Even if we fill the knowledge gap with regard to the association between platelet activity inhibition and clinical outcomes, the clopidogrel equation remains difficult. Linking low clopidogrel response to impaired outcomes11,12 is a very attractive hypothesis, but we need to have definite proof that clopidogrel is even on board by measuring drug thiol or carboxyl metabolite(s) to confirm compliance. Obviously, the thrombotic burden in some patients exceeds the ability of even high dose loading with clopidogrel to prevent secondary events. However, it is not reasonable to generalize all clinical scenarios and blame low clopidogrel response for recurrent events, especially acknowledging that no-load, 75 mg clopidogrel saved 119 lives, and provided an absolute mortality benefit after acute myocardial infarction in the COMMIT trial.13 Based on the present laboratory definitions of low response or clopidogrel ‘resistance’, at least 70% of all COMMIT patients would be considered poor clopidogrel responders, yet COMMIT is the most successful clopidogrel trial. This obvious disconnection warns us against simplistic and premature conclusions that poor clopidogrel response, as assessed by the platelet tests, causes myocardial infarction or ischaemic stroke.

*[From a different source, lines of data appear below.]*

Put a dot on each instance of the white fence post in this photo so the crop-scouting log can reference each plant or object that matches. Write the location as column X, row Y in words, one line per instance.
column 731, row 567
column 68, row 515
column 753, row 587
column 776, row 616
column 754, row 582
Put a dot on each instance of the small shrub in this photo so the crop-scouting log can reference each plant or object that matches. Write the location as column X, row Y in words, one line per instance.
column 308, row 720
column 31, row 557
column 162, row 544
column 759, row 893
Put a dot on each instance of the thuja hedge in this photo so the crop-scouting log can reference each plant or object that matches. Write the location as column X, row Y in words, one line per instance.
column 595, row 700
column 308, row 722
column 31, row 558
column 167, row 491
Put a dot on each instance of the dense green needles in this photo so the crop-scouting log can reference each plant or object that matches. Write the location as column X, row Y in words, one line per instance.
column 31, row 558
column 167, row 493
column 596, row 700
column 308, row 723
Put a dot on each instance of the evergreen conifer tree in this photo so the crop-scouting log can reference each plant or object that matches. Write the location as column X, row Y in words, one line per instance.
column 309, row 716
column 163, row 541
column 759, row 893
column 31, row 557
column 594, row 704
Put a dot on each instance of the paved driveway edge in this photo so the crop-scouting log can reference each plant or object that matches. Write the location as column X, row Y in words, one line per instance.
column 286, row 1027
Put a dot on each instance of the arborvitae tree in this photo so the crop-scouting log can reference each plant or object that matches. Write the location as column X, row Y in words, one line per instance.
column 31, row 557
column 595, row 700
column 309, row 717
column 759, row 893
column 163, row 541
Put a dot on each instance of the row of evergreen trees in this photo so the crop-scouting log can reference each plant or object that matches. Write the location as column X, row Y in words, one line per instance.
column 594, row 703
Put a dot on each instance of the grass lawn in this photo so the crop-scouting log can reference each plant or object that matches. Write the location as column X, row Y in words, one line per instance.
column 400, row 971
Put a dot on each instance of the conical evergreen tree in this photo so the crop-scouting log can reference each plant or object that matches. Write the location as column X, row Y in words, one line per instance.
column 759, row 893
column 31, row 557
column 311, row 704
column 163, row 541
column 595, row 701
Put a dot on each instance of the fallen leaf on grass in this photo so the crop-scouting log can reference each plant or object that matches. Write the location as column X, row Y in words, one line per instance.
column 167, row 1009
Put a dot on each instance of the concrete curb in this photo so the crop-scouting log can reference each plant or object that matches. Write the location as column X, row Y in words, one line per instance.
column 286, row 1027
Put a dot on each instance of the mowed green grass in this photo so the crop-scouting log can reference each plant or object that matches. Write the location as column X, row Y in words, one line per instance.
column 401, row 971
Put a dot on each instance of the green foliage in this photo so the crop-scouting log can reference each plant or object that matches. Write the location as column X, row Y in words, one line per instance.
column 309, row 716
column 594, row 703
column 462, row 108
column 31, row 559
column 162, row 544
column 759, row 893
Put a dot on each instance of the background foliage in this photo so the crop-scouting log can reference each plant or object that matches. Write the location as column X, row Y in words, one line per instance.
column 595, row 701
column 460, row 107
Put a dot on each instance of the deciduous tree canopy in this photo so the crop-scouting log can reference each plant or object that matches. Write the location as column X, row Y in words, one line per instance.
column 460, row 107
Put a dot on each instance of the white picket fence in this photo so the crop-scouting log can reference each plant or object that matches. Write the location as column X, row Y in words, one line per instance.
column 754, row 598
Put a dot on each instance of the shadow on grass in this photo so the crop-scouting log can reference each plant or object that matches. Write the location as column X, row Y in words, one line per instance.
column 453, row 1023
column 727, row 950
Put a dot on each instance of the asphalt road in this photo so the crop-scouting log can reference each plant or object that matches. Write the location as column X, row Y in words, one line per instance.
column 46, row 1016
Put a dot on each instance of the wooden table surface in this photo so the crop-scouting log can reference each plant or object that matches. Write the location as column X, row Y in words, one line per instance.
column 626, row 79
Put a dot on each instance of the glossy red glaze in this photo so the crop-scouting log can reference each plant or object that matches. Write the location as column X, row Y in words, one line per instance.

A more reasonable and practical clinical scenario is outlined in Figure 1.

Figure 1.

Algorithm for the patient to become ‘resistant’.

Testing multiple doses of antithrombotics in Phase III clinical trials may become a reality in the near future, when heterogeneous cohorts will be treated differently. Uniformly accepted bedside platelet function testing will be beneficial if the changes in platelet activity actually predict vascular events. Unless we have definitive proof that the patient is indeed adherent to antiplatelet medication, any speculation on potential clopidogrel harm, that is sometimes region specific (e.g. liver dysfunction in Japanese),7 should be avoided.

Presently, the body of available evidence suggests that routine assessment of platelet function for monitoring antiplatelet therapy cannot be recommended. We need to know more before we are able to use platelet data to determine risk. A large-scale, multicentre outcomes study, backed up with universal quality platelet function assessments, is needed to prove that serial platelet measures are useful tools for benefit/risk stratification, and tailored antiplatelet strategies.

Conflict of interest: none declared.

Footnotes

  • The opinions expressed in this article are not necessarily those of the Editors of the European Heart Journal or of the European Society of Cardiology.